En Allemagne, quand les aveugles de pure souche se sont mis à affirmer qu’ils ne supportaient plus la vue des Juifs, leurs compagnons d’infortune, il ne manquait plus qu’un mouvement de protestation des bergers allemands, décidés à ne plus servir de guides aux aveugles juifs – à part cela, on ne pouvait plus s’attendre à rien.
Un roi qui embrasse un voleur de grand chemin sur les deux joues satisfait toujours aux lois du climat de son époque, où le bandit illustre la grandeur de la nation. Les électeurs ont toujours exactement la même grandeur et la même petitesse, la même noblesse et la même bassesse que leurs élus. Quand on assassine un officier à Vladivostok, on lynche des Noirs à Cincinnati, et des chemises noires, bleues, vertes ou grises surgissent dans tous les pays, avec ce que l’on pourrait appeler un synchronisme international…

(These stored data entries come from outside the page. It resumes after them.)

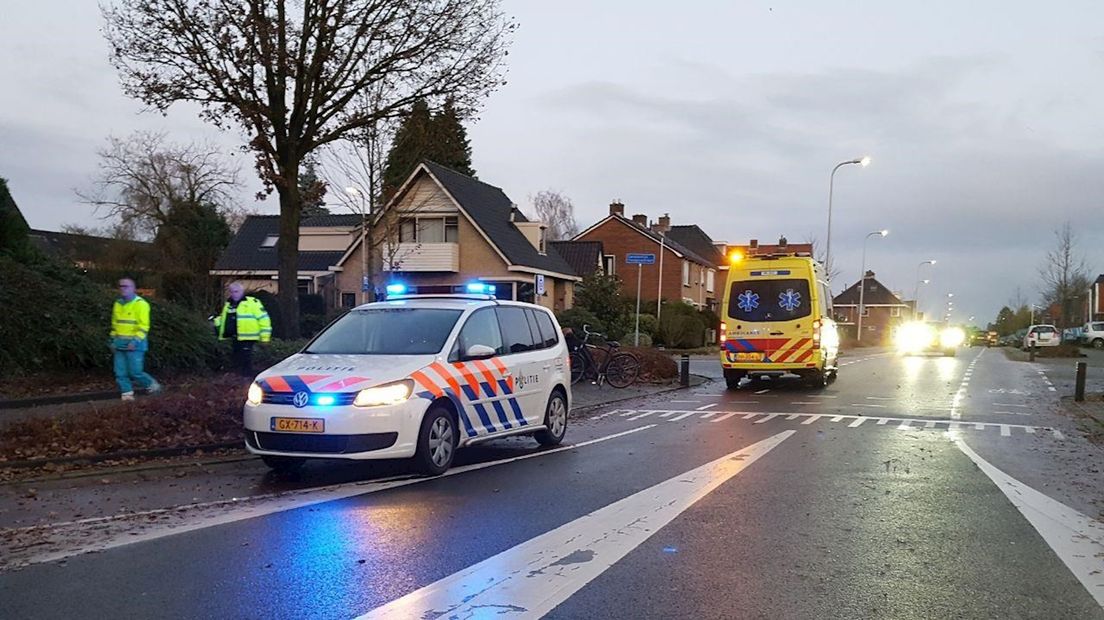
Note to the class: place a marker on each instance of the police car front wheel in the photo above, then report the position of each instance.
(555, 421)
(436, 444)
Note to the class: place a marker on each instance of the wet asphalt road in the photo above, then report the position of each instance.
(862, 506)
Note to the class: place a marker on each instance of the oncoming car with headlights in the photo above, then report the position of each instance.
(414, 377)
(914, 338)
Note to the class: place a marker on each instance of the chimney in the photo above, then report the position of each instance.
(664, 225)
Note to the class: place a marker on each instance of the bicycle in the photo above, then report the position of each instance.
(619, 367)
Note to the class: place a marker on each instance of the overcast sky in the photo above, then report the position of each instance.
(985, 121)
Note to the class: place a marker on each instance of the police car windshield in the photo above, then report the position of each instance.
(388, 331)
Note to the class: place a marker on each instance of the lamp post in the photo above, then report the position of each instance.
(862, 279)
(831, 182)
(915, 292)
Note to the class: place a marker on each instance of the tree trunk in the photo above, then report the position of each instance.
(287, 252)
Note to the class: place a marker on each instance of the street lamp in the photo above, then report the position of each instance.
(831, 182)
(862, 279)
(915, 292)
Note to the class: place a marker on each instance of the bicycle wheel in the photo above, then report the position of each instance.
(577, 366)
(622, 370)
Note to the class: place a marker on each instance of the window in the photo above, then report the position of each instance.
(516, 334)
(386, 331)
(481, 328)
(547, 328)
(770, 300)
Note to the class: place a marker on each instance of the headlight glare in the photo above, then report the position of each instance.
(390, 394)
(255, 394)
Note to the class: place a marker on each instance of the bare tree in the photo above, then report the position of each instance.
(288, 74)
(1064, 276)
(556, 212)
(142, 175)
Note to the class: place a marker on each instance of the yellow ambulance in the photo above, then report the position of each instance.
(777, 319)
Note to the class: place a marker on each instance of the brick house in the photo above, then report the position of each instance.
(678, 274)
(882, 310)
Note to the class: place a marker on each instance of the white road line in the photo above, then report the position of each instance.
(240, 509)
(532, 578)
(1075, 538)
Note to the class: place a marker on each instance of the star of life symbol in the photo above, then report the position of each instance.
(789, 300)
(300, 399)
(747, 301)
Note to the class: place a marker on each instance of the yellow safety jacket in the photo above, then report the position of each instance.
(130, 319)
(253, 322)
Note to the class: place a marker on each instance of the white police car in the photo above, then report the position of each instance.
(414, 376)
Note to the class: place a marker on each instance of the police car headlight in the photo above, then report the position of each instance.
(255, 394)
(391, 394)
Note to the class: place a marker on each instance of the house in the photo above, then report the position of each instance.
(251, 256)
(439, 232)
(444, 230)
(1095, 306)
(584, 257)
(882, 310)
(678, 273)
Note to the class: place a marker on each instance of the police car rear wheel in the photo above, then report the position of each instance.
(436, 444)
(555, 420)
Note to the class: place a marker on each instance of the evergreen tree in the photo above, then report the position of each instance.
(312, 191)
(422, 136)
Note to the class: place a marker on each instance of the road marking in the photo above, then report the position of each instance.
(532, 578)
(240, 509)
(1075, 538)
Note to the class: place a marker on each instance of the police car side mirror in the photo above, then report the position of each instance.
(479, 352)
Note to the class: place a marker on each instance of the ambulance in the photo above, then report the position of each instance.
(414, 377)
(776, 319)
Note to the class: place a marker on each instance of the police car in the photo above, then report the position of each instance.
(414, 376)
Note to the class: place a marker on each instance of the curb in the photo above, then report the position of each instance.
(704, 380)
(120, 455)
(57, 399)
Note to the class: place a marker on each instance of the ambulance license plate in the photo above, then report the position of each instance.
(298, 425)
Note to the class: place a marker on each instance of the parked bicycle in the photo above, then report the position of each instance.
(619, 367)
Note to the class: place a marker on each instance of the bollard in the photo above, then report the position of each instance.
(1079, 389)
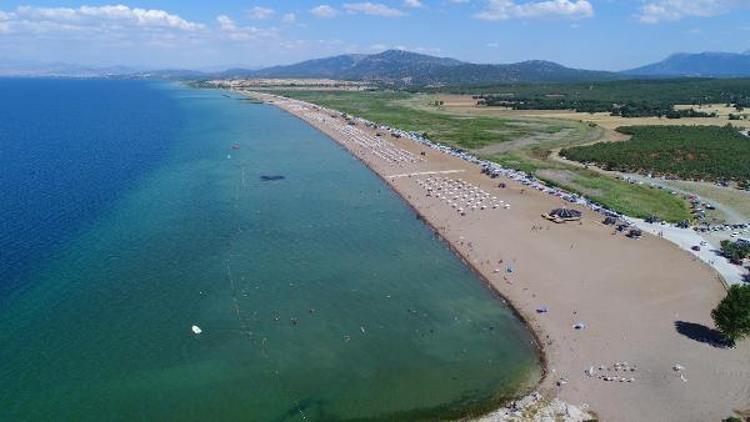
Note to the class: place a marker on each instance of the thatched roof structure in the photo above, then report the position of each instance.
(566, 213)
(635, 233)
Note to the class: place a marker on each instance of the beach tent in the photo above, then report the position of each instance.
(566, 213)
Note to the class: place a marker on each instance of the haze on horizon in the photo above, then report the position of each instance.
(591, 34)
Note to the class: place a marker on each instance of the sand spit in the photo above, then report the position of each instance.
(624, 324)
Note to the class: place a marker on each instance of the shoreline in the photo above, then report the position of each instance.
(557, 349)
(541, 357)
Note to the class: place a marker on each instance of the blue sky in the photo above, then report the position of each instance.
(208, 34)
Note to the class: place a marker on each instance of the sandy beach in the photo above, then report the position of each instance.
(642, 307)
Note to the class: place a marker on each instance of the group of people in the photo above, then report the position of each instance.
(363, 141)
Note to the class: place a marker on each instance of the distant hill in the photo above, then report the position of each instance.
(709, 64)
(407, 68)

Il faudrait être un fou perdu dans les nuages pour ne pas voir que Luther, en trahissant les paysans, les princes et les Juifs, aura préfiguré le sous-lieutenant prussien et protestant dont la politique a trahi l’Eglise et le monde entier. Sans Luther et le protestantisme, il faut croire que Hegel et Marx n’auraient pu voir le jour en Allemagne. Et le protestant se retrouve même, déguisé en païen, dans les refus « dionysiaques » de Nietzsche.
Les hommes de notre temps ont d’ailleurs un moyen, parmi tant d’autres, de se soustraire à la vérité : quand un homme ivre dit vrai, ceux qui sont aussi saouls que lui espèrent qu’il est simplement en train de délirer.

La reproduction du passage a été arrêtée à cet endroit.